As I'm starting to figure out, "happiness" for a new parent is a tricky thing.  Ask nearly any American parent what they want for their children, and they'll say, "I want them to be happy" (I've inserted the modifier because I've also asked dozens of low-income Indian mothers want they wanted for their newborn baby through my work at LifeSpring.  By far the most common answer: "education".  Tells you something about the two cultures, but that's the subject of another blog post).

Yet how do we instill happiness in our children?  For someone who thinks about (and reads about) happiness quite often, it's funny that I haven't really thought about this very deeply since Elliot was born.  It's not that I didn't care about his happiness, of course.  But as new parents, we were still quite low in the parental equivalent of Maslow's hierarchy -- taking turns staying awake at night, for instance, to make sure Elliot was still breathing, for goodness sake.  When a college friend resumed work after maternity leave, she posted on FaceBook: "Operation Don't Kill the Baby is complete."  I laughed because there's truth (or at least feels like there is -- babies are thankfully so much more resilient than we give them credit for).  At business school reunion, another friend told me that her mantra for the first three months post-partum was: "Feed baby. Heal mama."

And so with Elliot's birthday today to mark the end of Q1, it feels like a major transition point.  We are no longer afraid to change his clothes for fear that his little arms would break (seriously, why don't they make newborn clothes easier to put on?? -- the only times Tyler and I would snap at one another during those blissful early weeks was when we were putting clothes on him -- "I thought you knew how to do this?? Watch his head!")  While we still wake up twice every night to feed him, he now knows the difference between night and day, and goes right back to bed after feeding, barely even opening his eyes through the process (rather than being up and wanting to play at 2am).  For the most part, we can now differentiate between a tired cry and a hungry cry and a gassy cry, and respond accordingly (which makes us feel like super hero parents, rather than hopelessly clueless and incompetent -- WHAT DOES HE WANT?!?!)  

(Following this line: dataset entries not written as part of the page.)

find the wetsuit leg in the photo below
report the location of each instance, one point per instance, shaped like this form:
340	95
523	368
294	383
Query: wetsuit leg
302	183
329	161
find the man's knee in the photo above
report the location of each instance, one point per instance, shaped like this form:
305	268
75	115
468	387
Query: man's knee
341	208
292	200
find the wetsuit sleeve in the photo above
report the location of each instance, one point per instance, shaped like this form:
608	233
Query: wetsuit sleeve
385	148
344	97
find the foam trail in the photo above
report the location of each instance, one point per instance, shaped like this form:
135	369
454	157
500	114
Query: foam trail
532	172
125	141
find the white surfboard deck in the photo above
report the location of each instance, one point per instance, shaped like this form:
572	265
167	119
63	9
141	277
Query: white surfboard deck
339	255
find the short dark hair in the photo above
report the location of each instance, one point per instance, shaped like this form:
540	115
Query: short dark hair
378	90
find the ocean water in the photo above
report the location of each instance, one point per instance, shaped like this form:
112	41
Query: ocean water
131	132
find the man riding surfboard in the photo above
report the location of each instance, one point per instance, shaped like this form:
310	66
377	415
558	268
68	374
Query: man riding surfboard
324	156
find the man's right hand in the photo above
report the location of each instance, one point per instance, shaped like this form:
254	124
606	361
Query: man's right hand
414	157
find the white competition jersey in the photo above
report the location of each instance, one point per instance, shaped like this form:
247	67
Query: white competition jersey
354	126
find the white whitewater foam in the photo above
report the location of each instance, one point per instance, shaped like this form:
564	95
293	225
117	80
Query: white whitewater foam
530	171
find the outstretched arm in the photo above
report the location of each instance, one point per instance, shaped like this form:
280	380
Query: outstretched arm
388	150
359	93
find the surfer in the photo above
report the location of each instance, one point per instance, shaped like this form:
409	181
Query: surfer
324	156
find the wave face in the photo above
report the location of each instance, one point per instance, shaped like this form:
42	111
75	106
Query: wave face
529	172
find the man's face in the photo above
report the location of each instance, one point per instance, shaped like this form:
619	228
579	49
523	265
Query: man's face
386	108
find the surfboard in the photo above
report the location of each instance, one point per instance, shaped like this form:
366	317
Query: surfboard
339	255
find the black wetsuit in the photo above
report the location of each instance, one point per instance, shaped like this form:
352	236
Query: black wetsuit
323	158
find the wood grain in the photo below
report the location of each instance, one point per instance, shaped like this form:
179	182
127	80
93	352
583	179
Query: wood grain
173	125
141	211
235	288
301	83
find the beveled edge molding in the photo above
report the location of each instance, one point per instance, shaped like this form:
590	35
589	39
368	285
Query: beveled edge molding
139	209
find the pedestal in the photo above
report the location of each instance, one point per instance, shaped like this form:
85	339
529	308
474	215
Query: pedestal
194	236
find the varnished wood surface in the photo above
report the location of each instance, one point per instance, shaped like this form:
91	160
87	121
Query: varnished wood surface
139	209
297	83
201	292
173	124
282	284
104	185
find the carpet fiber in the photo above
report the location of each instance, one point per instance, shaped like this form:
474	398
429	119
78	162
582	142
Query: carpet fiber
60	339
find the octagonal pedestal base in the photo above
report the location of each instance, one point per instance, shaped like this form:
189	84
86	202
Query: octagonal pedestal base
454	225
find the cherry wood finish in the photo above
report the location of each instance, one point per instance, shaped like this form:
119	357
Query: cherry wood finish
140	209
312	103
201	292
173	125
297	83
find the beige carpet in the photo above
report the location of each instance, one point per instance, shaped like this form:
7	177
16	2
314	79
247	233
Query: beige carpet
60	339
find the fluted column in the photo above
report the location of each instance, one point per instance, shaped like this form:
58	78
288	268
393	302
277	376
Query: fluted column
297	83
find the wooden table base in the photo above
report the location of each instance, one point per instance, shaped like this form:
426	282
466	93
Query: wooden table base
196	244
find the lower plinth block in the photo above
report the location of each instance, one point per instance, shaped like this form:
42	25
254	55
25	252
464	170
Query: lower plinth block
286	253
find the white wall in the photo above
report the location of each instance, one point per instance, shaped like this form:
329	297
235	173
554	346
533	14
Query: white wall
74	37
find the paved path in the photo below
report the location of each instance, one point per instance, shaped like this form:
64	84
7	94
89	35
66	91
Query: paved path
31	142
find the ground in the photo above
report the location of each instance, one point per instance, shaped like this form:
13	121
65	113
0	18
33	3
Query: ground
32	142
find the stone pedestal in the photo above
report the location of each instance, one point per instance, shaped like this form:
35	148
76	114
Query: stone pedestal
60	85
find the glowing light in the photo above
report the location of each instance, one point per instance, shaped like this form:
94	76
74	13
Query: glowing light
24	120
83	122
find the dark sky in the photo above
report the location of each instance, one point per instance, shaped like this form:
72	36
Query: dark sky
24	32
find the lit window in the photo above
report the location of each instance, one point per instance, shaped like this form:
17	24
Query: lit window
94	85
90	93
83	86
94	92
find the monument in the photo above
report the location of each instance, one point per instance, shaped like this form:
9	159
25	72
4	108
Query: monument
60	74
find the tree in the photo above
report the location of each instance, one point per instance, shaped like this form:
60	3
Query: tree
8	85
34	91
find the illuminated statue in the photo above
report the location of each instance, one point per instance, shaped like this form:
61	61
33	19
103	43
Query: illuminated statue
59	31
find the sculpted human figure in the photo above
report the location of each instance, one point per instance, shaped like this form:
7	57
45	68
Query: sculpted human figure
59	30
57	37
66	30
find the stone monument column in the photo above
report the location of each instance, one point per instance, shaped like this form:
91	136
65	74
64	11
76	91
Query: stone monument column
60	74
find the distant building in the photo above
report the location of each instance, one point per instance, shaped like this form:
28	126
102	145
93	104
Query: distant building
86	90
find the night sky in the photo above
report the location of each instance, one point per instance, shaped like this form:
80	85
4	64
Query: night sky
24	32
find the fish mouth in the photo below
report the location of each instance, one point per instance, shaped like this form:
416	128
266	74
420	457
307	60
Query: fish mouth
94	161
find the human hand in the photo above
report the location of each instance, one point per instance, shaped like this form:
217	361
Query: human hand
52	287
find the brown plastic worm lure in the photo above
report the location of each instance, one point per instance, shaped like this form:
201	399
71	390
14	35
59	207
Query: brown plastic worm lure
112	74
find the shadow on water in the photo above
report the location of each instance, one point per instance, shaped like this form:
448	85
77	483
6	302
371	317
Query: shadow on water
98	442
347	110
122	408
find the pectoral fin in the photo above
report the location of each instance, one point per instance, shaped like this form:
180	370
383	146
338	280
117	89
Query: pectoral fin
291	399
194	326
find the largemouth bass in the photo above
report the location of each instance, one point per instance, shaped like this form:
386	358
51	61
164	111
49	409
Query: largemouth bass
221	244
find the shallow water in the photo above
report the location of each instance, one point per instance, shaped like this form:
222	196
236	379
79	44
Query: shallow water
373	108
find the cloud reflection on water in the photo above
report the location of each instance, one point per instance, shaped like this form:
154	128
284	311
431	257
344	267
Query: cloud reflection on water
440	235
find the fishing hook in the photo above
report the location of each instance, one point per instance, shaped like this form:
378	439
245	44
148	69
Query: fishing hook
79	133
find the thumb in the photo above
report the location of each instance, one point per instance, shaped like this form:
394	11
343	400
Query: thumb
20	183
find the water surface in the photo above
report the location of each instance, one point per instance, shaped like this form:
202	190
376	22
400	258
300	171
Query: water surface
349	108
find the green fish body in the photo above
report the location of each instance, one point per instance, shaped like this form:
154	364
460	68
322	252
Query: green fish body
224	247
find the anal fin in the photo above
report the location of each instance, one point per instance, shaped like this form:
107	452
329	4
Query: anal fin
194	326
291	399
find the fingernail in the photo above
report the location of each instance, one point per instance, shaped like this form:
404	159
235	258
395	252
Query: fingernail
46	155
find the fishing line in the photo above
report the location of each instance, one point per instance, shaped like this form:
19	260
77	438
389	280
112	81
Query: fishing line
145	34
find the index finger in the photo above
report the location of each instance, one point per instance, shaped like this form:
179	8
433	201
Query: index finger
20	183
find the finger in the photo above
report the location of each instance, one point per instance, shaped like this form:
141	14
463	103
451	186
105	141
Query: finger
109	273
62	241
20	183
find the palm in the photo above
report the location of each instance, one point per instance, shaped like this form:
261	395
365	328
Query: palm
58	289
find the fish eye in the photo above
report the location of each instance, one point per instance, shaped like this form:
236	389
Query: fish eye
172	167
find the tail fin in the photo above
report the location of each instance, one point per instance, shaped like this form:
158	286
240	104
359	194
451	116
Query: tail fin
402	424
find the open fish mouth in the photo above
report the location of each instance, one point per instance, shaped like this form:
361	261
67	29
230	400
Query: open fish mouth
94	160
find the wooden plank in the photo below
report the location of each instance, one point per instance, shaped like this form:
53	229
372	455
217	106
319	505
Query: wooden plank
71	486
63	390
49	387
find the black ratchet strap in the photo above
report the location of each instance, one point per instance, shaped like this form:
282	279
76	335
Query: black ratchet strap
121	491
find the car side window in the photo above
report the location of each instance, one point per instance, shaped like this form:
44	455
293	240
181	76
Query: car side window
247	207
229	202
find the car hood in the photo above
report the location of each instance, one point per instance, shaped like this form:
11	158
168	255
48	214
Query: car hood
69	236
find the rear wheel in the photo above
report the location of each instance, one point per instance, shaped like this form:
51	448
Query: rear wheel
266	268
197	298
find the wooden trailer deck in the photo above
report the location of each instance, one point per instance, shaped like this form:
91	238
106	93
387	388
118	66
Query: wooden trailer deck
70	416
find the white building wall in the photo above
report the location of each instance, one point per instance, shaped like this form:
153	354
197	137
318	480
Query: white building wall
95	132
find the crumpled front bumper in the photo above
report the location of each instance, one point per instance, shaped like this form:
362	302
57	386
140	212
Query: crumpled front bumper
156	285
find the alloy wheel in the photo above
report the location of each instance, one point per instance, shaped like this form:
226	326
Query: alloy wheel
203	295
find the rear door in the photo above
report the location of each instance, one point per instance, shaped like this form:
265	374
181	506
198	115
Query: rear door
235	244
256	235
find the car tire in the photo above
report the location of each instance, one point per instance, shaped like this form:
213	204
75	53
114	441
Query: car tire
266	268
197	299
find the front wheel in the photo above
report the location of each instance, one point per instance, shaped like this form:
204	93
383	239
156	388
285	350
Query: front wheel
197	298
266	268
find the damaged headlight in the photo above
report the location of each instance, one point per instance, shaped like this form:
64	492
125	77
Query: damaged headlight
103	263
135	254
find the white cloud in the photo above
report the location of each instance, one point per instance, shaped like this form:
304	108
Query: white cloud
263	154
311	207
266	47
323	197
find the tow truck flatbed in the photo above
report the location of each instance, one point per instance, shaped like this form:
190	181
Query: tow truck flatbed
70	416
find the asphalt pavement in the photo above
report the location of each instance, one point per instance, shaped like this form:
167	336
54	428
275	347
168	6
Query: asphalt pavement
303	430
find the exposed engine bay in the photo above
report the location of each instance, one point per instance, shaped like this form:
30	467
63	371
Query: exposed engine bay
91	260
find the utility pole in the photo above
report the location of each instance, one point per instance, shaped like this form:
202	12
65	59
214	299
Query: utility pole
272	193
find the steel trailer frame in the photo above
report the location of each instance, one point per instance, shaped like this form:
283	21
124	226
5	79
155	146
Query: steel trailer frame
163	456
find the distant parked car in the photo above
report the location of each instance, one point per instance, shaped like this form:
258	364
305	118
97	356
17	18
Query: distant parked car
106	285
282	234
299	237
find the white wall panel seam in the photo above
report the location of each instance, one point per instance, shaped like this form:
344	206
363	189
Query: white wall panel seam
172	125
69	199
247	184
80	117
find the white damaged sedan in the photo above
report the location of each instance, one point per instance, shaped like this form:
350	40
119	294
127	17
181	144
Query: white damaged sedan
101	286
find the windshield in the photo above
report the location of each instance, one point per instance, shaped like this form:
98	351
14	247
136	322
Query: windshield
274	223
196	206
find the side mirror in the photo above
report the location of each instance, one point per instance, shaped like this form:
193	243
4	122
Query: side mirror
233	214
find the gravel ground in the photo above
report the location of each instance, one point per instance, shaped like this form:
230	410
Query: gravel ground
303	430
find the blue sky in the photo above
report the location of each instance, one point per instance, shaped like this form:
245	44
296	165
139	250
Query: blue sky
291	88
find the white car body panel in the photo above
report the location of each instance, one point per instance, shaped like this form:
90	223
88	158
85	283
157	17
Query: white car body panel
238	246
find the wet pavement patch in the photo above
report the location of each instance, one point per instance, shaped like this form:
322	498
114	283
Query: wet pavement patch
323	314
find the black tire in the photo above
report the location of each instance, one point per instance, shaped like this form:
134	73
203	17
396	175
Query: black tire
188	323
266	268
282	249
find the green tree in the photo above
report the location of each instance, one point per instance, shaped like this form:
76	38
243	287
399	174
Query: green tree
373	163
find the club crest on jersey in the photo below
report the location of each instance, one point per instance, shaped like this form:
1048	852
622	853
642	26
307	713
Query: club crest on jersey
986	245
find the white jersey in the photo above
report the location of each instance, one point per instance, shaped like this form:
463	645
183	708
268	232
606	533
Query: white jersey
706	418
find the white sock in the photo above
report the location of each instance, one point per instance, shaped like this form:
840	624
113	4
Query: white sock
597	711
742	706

And with this transition, I find myself thinking more about happiness: how do you raise a happy child?  With Elliot, it seems to come naturally: he smiles in the morning as soon as he wakes up and sees you; he smiles at the baby in the mirror; he smiles at shadows and the literal dance between darkness and light; he smiles at Mr. Panda; he smiles on the diaper changing table (which, much to our surprise, has become his "happy place").

All morning, I've been thinking about that poem that I just posted: "You are the bows from which your children as living arrows are sent forth."  It's an amazing visual and analogy.  Being strong and sturdy and stable... yet remaining flexible, yielding -- with the ultimate purpose of setting the arrows to flight.  It reminds me of an amazing quote by Hodding Carter I read shortly after giving birth to Elliot: "There are only two lasting bequests we can hope to give our children.  One of these is roots; the other, wings."

As I reflect on these quotes this morning, I realize that happiness is important but not sufficient as an end in and of itself.  Besides, I can't give Elliot happiness anyway; it's his own journey to find that on his own (while I could have guessed that Mr. Panda would bring smiles, I never could have predicted that looking at shadows would bring such wonder and delight).  Plus we all know happiness is fleeting.  

Instead, what I hope to help instill as he grows up is meaning -- reminding him of our shared roots as a family -- his tribe; while helping him discover his own wings as a unique individual.  Because perhaps meaning itself is what helps us move from situation-specific happiness to something even more lasting and fulfilling as we move throughout life: joy and purpose.